- The Washington Times - Sunday, February 18, 2007

A District-based road paving company is challenging the constitutionality of new rules for the city’s set-aside contracting program, saying the changes limit competition and boost contract prices.

Capitol Paving of D.C. Inc. is asking a federal judge to prevent the District from using a rule that gives a wide edge to companies that have been in the District for at least 20 years.

“There is no rational basis for a provision that grants such an enormous preference to a business that has been certified … for 20 or more years,” Capitol Paving attorneys argued in a lawsuit filed last month in U.S. District Court.

D.C. officials have asked for more time to respond to the lawsuit and expect to submit a filing next month.

Capitol Paving also has filed suit in D.C. Superior Court, claiming an unfair loss of a more than $20 million contract. The citywide contract for alley rehabilitation was awarded to Fort Myer Construction Corp., the District’s largest paving company.

Capitol Paving said its bid came in nearly $600,000 lower than Fort Myer’s offer, but the District awarded the contract to Fort Myer because it was deemed a “longtime resident business.”

The city’s set-aside contracting program is based on a point system. A new rule for the bid review process gives a 10 percent edge to contractors doing business in the District for at least 20 years.

For example, a longtime resident business that submits a $1 million bid on a city contract could be chosen over a less-established competitor’s bid of $901,000 because city officials take the 10 percent discount and view the $1 million bid as $900,000 for the purposes of comparing offers.

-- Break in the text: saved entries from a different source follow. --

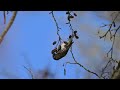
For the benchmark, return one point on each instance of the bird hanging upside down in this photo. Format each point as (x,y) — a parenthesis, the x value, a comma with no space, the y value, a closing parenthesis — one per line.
(62,49)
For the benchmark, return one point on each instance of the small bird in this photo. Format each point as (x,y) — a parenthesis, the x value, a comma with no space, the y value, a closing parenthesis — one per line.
(62,49)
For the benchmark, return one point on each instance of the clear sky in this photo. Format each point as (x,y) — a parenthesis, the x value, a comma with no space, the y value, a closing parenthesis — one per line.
(29,43)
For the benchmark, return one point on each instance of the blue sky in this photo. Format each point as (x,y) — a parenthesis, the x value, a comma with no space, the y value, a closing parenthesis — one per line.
(32,35)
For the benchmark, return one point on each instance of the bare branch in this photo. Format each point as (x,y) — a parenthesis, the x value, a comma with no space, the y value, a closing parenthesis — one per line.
(32,76)
(8,26)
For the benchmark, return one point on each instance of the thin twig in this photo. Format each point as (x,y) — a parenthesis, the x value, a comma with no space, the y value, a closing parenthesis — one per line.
(29,72)
(8,26)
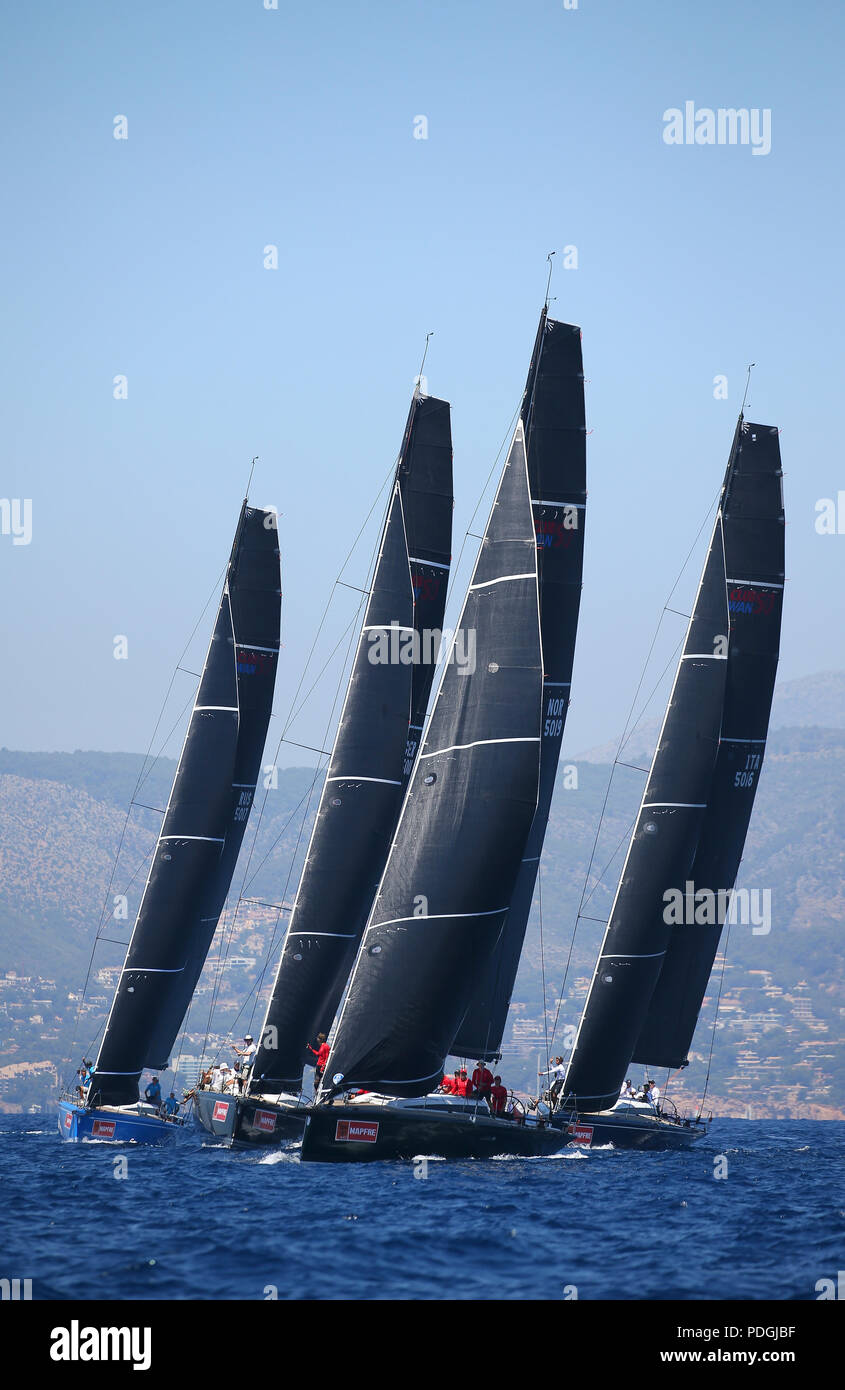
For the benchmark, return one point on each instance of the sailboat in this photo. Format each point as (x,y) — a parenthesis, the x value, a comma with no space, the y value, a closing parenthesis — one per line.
(196,851)
(371,762)
(653,969)
(435,976)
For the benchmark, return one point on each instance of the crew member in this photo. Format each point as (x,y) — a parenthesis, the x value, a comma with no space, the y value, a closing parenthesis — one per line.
(462,1084)
(321,1054)
(482,1079)
(153,1093)
(498,1097)
(556,1070)
(245,1058)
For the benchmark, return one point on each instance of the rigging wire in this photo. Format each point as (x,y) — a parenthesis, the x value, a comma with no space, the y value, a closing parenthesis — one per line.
(724,957)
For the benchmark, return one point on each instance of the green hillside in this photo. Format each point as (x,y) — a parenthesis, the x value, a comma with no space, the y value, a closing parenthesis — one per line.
(63,816)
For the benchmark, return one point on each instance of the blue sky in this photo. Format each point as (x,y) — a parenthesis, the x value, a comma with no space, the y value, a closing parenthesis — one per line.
(293,128)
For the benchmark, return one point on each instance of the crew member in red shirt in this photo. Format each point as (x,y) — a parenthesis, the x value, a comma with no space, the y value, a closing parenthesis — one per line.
(482,1079)
(498,1096)
(321,1054)
(462,1084)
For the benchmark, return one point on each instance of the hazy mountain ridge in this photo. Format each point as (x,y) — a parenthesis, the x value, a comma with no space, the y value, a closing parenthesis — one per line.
(61,818)
(809,701)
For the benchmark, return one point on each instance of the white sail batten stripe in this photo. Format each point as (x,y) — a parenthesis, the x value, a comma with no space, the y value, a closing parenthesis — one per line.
(630,955)
(756,584)
(435,565)
(692,805)
(345,936)
(503,578)
(478,744)
(213,840)
(428,916)
(388,781)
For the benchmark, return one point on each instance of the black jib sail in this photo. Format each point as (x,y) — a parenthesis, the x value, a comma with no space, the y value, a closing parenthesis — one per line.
(660,852)
(556,445)
(204,822)
(460,838)
(373,754)
(753,542)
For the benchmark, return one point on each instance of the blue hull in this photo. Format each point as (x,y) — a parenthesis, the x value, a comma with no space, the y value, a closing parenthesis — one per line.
(78,1123)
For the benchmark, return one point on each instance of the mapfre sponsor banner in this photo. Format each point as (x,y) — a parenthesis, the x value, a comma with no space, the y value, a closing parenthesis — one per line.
(356,1132)
(581,1133)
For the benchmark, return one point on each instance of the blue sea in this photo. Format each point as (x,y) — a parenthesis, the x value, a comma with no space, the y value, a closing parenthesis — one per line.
(203,1222)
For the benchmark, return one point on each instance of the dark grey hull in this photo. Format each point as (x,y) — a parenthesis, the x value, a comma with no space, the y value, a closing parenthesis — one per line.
(367,1133)
(242,1121)
(627,1130)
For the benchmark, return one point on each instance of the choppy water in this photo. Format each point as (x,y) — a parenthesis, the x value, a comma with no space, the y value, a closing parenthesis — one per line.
(202,1222)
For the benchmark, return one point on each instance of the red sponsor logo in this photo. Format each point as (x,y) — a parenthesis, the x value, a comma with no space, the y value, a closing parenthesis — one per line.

If the longtime business wins the contract, the District still would pay $1 million.

Capitol Paving said in its lawsuit that such a system results in the District’s “entering into contracts that are not the lowest bidders for the work.”

The D.C. Council has approved an amendment allowing small businesses that have been in the District for 15 years to qualify for the 10 percent preference.

Council member Kwame R. Brown, at-large Democrat, said the provision is a way to reward companies that have stayed in the District through economic uncertainty.

The District overhauled its set-aside contracting program in the early 1990s when a construction company with white ownership successfully challenged the constitutionality of giving preferences to minority-owned businesses.